Organizations spend vast sums of money on managing and using
customer information, and the customer database is often quoted as a major asset
of the business. As such, it should be covered by a comprehensive plan that does
this asset justice. Only one organization in the US study felt it had an
enterprise customer information plan in place and actively being used. Only 4
per cent of companies in the global assessment base felt they had such a plan in
place. In many cases, departmental plans exist (that is, in marketing or in CRM
teams), but organizations find it very difficult to take an enterprise view of
their data assets. Given the inherent value of customer data, this is something
that organizations must address.
According to Scott Nelson from Gartner Group, one of the reasons
CRM projects fail is because there is no plan:
No one builds a house or a bridge, or anything that is the
least bit complex, without a plan. Yet, most enterprises still undertake CRM
with no idea of what they are hoping to build in the long term.
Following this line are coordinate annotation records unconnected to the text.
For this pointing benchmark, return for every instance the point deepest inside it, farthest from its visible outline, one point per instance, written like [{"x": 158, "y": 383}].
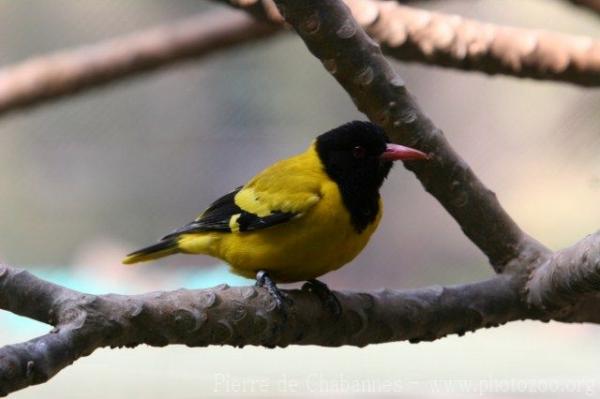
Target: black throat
[
  {"x": 351, "y": 157},
  {"x": 359, "y": 190},
  {"x": 362, "y": 203}
]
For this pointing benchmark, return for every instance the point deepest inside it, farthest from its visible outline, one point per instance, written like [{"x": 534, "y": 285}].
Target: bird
[{"x": 299, "y": 218}]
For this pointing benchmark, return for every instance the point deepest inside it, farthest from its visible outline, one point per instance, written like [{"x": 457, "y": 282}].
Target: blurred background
[{"x": 85, "y": 180}]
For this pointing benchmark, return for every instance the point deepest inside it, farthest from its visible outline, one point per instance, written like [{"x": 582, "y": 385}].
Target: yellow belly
[{"x": 318, "y": 242}]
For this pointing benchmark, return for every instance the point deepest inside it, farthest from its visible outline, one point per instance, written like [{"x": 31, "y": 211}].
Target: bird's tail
[{"x": 163, "y": 248}]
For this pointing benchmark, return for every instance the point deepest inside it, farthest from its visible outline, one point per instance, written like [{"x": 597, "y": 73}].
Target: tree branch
[
  {"x": 240, "y": 316},
  {"x": 410, "y": 34},
  {"x": 47, "y": 78},
  {"x": 237, "y": 317},
  {"x": 593, "y": 5},
  {"x": 568, "y": 275},
  {"x": 346, "y": 51}
]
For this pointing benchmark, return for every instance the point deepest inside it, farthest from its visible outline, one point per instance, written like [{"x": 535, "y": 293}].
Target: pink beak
[{"x": 395, "y": 152}]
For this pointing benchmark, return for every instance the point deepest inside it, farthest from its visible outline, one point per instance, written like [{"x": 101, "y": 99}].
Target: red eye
[{"x": 359, "y": 152}]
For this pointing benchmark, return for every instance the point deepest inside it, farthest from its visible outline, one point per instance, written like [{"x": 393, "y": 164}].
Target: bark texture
[{"x": 410, "y": 34}]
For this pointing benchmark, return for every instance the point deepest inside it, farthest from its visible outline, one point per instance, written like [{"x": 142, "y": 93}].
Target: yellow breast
[{"x": 320, "y": 240}]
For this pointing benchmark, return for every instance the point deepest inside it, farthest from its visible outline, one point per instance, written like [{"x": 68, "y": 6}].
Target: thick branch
[
  {"x": 565, "y": 289},
  {"x": 332, "y": 35},
  {"x": 50, "y": 77},
  {"x": 410, "y": 34},
  {"x": 238, "y": 317},
  {"x": 568, "y": 275}
]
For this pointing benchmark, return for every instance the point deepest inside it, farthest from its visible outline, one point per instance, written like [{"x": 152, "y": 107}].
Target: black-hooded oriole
[{"x": 299, "y": 218}]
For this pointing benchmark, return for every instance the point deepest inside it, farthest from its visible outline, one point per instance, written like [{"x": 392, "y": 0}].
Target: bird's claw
[
  {"x": 282, "y": 301},
  {"x": 328, "y": 298}
]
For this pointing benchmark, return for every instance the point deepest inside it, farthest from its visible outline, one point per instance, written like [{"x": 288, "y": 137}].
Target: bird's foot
[
  {"x": 282, "y": 301},
  {"x": 328, "y": 298}
]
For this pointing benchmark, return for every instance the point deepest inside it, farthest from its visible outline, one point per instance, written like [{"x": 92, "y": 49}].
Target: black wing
[{"x": 219, "y": 216}]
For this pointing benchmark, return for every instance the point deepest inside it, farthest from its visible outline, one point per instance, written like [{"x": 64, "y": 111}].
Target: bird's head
[{"x": 359, "y": 154}]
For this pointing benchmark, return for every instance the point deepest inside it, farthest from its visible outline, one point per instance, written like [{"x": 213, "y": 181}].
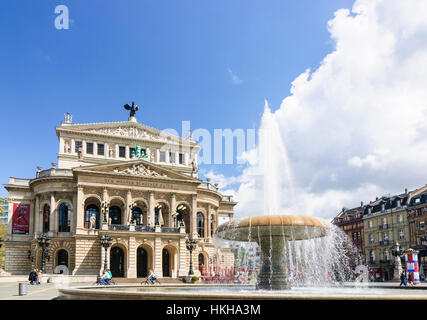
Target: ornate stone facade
[{"x": 149, "y": 207}]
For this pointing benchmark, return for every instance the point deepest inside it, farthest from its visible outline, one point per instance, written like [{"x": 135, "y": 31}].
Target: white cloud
[
  {"x": 234, "y": 78},
  {"x": 355, "y": 128}
]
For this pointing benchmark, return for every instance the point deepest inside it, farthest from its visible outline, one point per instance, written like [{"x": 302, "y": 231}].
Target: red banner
[{"x": 21, "y": 218}]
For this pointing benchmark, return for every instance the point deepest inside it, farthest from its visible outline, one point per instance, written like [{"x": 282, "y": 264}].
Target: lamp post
[
  {"x": 43, "y": 241},
  {"x": 104, "y": 207},
  {"x": 191, "y": 245},
  {"x": 397, "y": 251},
  {"x": 106, "y": 243}
]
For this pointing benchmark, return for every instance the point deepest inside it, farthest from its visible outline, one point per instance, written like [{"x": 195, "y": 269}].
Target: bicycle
[
  {"x": 99, "y": 283},
  {"x": 147, "y": 281}
]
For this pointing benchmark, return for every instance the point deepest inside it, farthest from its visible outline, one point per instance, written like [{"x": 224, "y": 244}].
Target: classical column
[
  {"x": 182, "y": 264},
  {"x": 131, "y": 273},
  {"x": 193, "y": 218},
  {"x": 52, "y": 218},
  {"x": 73, "y": 146},
  {"x": 208, "y": 224},
  {"x": 74, "y": 213},
  {"x": 151, "y": 209},
  {"x": 61, "y": 145},
  {"x": 127, "y": 156},
  {"x": 37, "y": 219},
  {"x": 172, "y": 209},
  {"x": 158, "y": 257},
  {"x": 79, "y": 207},
  {"x": 127, "y": 209},
  {"x": 32, "y": 217},
  {"x": 157, "y": 155}
]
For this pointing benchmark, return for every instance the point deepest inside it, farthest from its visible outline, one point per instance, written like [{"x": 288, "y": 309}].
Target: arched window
[
  {"x": 115, "y": 215},
  {"x": 92, "y": 209},
  {"x": 137, "y": 215},
  {"x": 212, "y": 230},
  {"x": 46, "y": 218},
  {"x": 200, "y": 224},
  {"x": 62, "y": 258},
  {"x": 64, "y": 218}
]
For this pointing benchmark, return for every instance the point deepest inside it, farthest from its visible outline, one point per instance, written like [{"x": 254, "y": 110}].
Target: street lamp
[
  {"x": 106, "y": 243},
  {"x": 104, "y": 208},
  {"x": 397, "y": 251},
  {"x": 44, "y": 242},
  {"x": 191, "y": 245}
]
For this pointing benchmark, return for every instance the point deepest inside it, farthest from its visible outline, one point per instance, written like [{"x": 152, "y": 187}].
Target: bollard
[{"x": 23, "y": 289}]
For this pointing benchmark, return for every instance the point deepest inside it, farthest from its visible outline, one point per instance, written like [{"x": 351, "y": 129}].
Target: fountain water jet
[{"x": 270, "y": 232}]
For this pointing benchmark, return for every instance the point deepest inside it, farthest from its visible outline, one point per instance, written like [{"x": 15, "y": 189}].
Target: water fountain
[
  {"x": 271, "y": 232},
  {"x": 287, "y": 242}
]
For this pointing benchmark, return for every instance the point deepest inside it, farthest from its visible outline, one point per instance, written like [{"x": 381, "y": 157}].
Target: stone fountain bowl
[{"x": 288, "y": 227}]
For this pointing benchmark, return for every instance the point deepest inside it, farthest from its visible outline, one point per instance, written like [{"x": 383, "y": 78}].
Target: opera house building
[{"x": 137, "y": 184}]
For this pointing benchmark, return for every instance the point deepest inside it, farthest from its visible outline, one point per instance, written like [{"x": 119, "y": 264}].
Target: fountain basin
[
  {"x": 271, "y": 233},
  {"x": 239, "y": 292}
]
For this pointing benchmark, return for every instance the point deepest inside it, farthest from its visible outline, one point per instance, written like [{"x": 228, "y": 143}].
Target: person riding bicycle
[
  {"x": 152, "y": 277},
  {"x": 105, "y": 279}
]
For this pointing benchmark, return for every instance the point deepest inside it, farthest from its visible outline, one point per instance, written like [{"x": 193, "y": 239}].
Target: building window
[
  {"x": 122, "y": 152},
  {"x": 46, "y": 218},
  {"x": 78, "y": 146},
  {"x": 64, "y": 218},
  {"x": 200, "y": 224},
  {"x": 92, "y": 209},
  {"x": 89, "y": 147},
  {"x": 101, "y": 150}
]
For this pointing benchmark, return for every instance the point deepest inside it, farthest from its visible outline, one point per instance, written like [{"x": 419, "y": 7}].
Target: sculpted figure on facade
[{"x": 92, "y": 221}]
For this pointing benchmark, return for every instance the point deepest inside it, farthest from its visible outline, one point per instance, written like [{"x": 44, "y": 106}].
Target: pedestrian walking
[{"x": 402, "y": 279}]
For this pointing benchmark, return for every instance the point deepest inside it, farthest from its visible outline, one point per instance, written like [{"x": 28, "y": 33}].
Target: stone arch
[
  {"x": 45, "y": 213},
  {"x": 186, "y": 215},
  {"x": 64, "y": 225},
  {"x": 141, "y": 269},
  {"x": 92, "y": 195},
  {"x": 117, "y": 202},
  {"x": 118, "y": 259},
  {"x": 169, "y": 261},
  {"x": 205, "y": 262},
  {"x": 201, "y": 225},
  {"x": 90, "y": 203},
  {"x": 56, "y": 246},
  {"x": 165, "y": 211},
  {"x": 142, "y": 204}
]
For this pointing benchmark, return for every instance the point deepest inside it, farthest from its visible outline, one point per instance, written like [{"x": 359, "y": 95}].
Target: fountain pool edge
[{"x": 167, "y": 292}]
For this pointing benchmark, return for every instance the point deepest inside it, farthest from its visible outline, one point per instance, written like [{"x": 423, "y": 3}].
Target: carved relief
[
  {"x": 90, "y": 190},
  {"x": 139, "y": 170},
  {"x": 131, "y": 132}
]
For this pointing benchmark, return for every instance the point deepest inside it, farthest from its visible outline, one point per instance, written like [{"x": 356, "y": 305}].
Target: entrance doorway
[
  {"x": 141, "y": 263},
  {"x": 117, "y": 262},
  {"x": 115, "y": 215},
  {"x": 166, "y": 263},
  {"x": 62, "y": 258}
]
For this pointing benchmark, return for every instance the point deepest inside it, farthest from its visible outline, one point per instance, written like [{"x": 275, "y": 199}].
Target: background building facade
[{"x": 148, "y": 201}]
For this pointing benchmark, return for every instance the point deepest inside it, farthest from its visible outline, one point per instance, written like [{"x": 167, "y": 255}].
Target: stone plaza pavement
[{"x": 9, "y": 288}]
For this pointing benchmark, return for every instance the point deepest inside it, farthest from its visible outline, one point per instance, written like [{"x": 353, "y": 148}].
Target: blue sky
[{"x": 176, "y": 59}]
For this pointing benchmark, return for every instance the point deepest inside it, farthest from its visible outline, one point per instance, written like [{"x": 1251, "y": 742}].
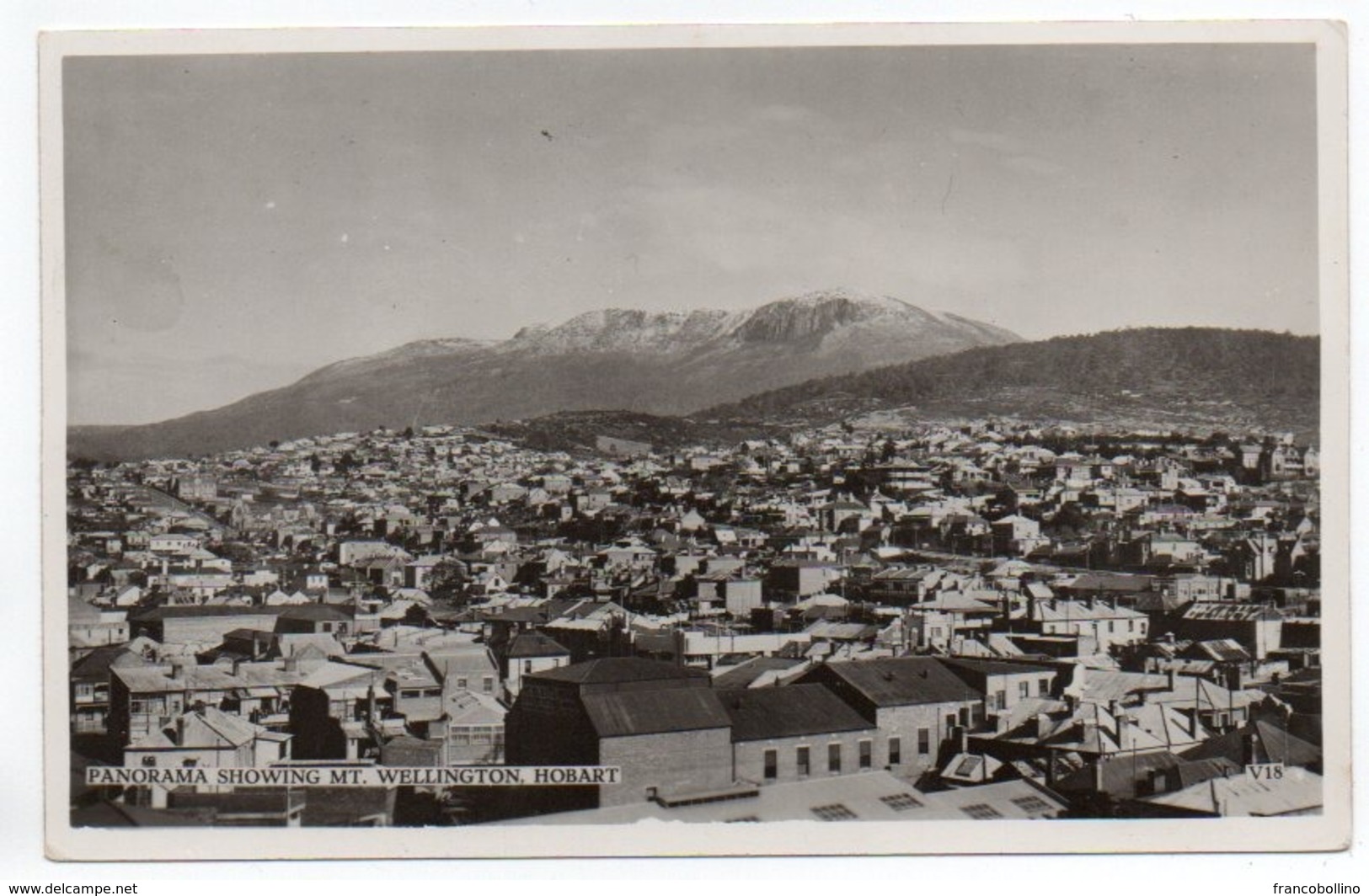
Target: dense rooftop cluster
[{"x": 987, "y": 620}]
One solution is
haphazardly joined with another, initiatives come and go, and soon enthusiasm is
waning throughout the enterprise. We recommend that enterprises create a
three-year plan for their CRM initiatives, then tactically invest toward that
vision. [4]
An enterprise customer information plan should be a core
component of a CRM plan. An enterprise customer information plan enables
corporations not only to respond more quickly to supporting and successfully
executing CRM projects, but also effectively position the value of their
customer base to the investment community.